Alors pourquoi cette omerta ? Nouvelles d’Arménie qui s’enorgueillit d’avoir obtenu des interviews exclusives des quatre derniers présidents de la République durant l’exercice de leur fonction, ne serait-il pas un média à la hauteur de ces postulants à des élections locales ?
Que cache l’attitude de ces 15 aspirants à des mairies d’arrondissement qui ont pour point commun de soutenir Rachida Dati ? Si ce n’est du dédain, s’agit-il de discipline ? Mais de la discipline envers qui ? A quelle ligne ? A quel principe ?

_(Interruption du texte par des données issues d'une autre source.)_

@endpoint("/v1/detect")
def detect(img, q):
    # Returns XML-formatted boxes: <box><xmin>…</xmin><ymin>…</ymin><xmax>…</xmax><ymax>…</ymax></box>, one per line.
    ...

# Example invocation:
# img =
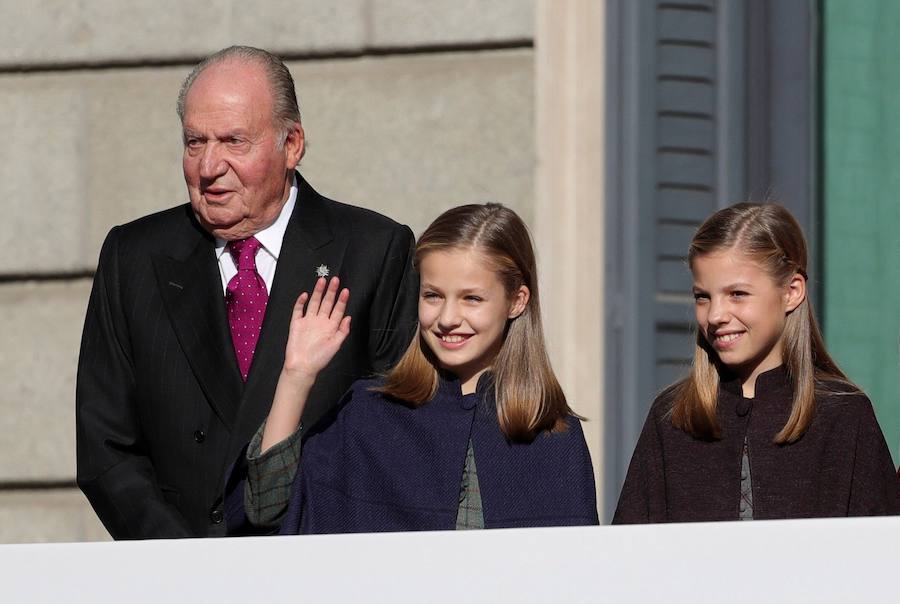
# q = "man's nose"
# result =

Faut-il le préciser, ce silence assourdissant, qui par contraste met d’ailleurs en relief le courage et la liberté de Florence Berthout, ne fait qu’alourdir l’inquiétude nourrie par la proximité affichée de Rachida Dati avec la dictature azerbaïdjanaise. Paris n’est pas en effet une municipalité ordinaire. Capitale de la France, cette ville-monde représente un intérêt de politique international. Il va sans dire que cet enjeu n’aura pas échappé à la dynastie Aliev, dont la diplomatie du caviar et les tentatives de corruption en Europe a maintes fois défrayée la chronique ces dernières années. Sans parler de son triste bilan démocratique régulièrement dressé par Amnesty international, RSF (166e place sur 180 dans le baromètre sur la liberté de la presse) ou l’OCCRP (Organized Crime and Corruption Reporting Project) qui a consacré un rapport terrifiant sur la lessiveuse azerbaïdjanaise (2,9 milliards de dollars blanchis entre 2012 et 2014). 

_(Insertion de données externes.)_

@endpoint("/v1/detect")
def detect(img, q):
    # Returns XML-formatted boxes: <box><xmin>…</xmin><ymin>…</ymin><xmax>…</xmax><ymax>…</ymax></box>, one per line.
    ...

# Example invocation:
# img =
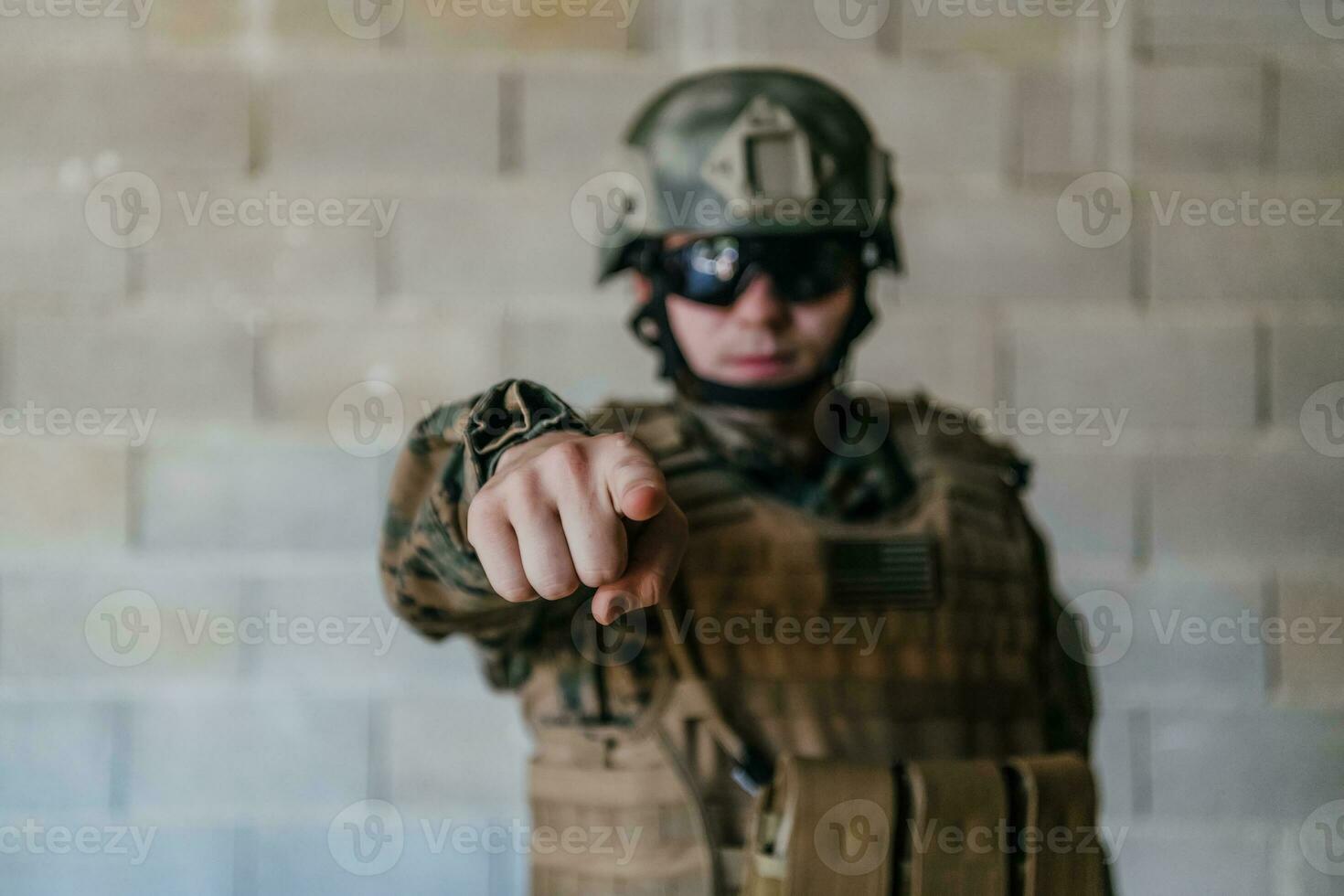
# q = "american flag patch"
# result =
<box><xmin>824</xmin><ymin>535</ymin><xmax>941</xmax><ymax>609</ymax></box>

Faute de réponse du Bon Dieu sur cette problématique, on espérait de ses saints qu’ils nous rassurent. Le silence qu’ils ont cru bon d’opposer à ce questionnaire aussi légitime que basique fait craindre le pire pour la mémoire des victimes du génocide arménien en cas de victoire de Rachida Dati à la mairie de Paris. 


Les réponses de Florence Berthout à Nouvelles d’Arménie

Florence Berthout, maire sortante du 5e arrondissement.

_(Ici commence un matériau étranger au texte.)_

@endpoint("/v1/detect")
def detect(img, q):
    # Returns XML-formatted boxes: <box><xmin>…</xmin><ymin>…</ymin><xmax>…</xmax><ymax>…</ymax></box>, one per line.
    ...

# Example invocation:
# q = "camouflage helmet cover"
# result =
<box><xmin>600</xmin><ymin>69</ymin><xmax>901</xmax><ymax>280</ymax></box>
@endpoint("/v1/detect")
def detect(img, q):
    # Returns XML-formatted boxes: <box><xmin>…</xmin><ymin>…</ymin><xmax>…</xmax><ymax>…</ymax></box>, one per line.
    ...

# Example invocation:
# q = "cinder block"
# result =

Approuvez-vous la loi de reconnaissance du génocide des Arméniens promulguée par Jacques Chirac le 29 janvier 2001 ?

Il était grand temps que la France regarde en face l’histoire du peuple arménien. Cette loi est venue réparer une terrible injustice.

Il y a entre la communauté arménienne et mon arrondissement des relations d’amitié anciennes et profondes. De nombreux Arméniens y ont trouvé refuge après 1915 à l’image des parents de Charles Aznavour, qui lui-même a d’ailleurs fréquenté une école du quartier fameuse, celle des enfants du spectacle rue Cardinal Lemoine.

Soutenez-vous le principe d’une loi de pénalisation du négationnisme de ce génocide, comme s’y étaient engagés Nicolas Sarkozy, puis François Fillon candidat LR à la présidentielle de 2017 ?

Je suis favorable à la pénalisation de toute négation ou banalisation du génocide arménien. Il reste que, à ce jour, les tentatives du législateur pour inscrire dans la loi le principe d’une pénalisation se sont heurtées à la censure du Conseil constitutionnel.

J’espère qu’une réponse législative appropriée pourra être trouvée.

En cas d’élection, vous engagez-vous à ce que Paris continue de commémorer la mémoire des victimes de ce qui a été le 1ergénocide du 20e siècle et la plus grande catastrophe civile de la Première Guerre mondiale ?

Je m’y engage d’autant plus aisément que, depuis mon élection à la mairie du 5e en 2014, j’ai accompagné les cérémonies commémoratives du génocide arménien et régulièrement organisé des manifestations pour valoriser et rendre hommage à l’histoire et la culture du peuple arménien.

Vous engagez-vous, dans le cadre de vos prérogatives futures, à faire barrage aux opérations de propagande de la dictature azerbaïdjanaise (type village d’Azerbaïdjan), dans votre mairie et dans les lieux officiels de la capitale en cas d’élection ?

Les élus de la République doivent veiller à ne pas se faire instrumentaliser, sous couvert d’animations festives, sans conséquences apparentes. Je serai d’une vigilance extrême.


[1] Aurélien Véron, Jean-Pierre Lecoq, Jeanne d’Hauteserre, Pierre Maurin, Bertil Fort, Nelly Garnier, Valérie Montandon, Jean-Baptiste Olivier, Marie-Claire Carrère-Gée, Agnès Evren, Francis Spziner, Geoffroy Boulard, Rudolph Granier, Marie Toubiana, François-Marie Didier.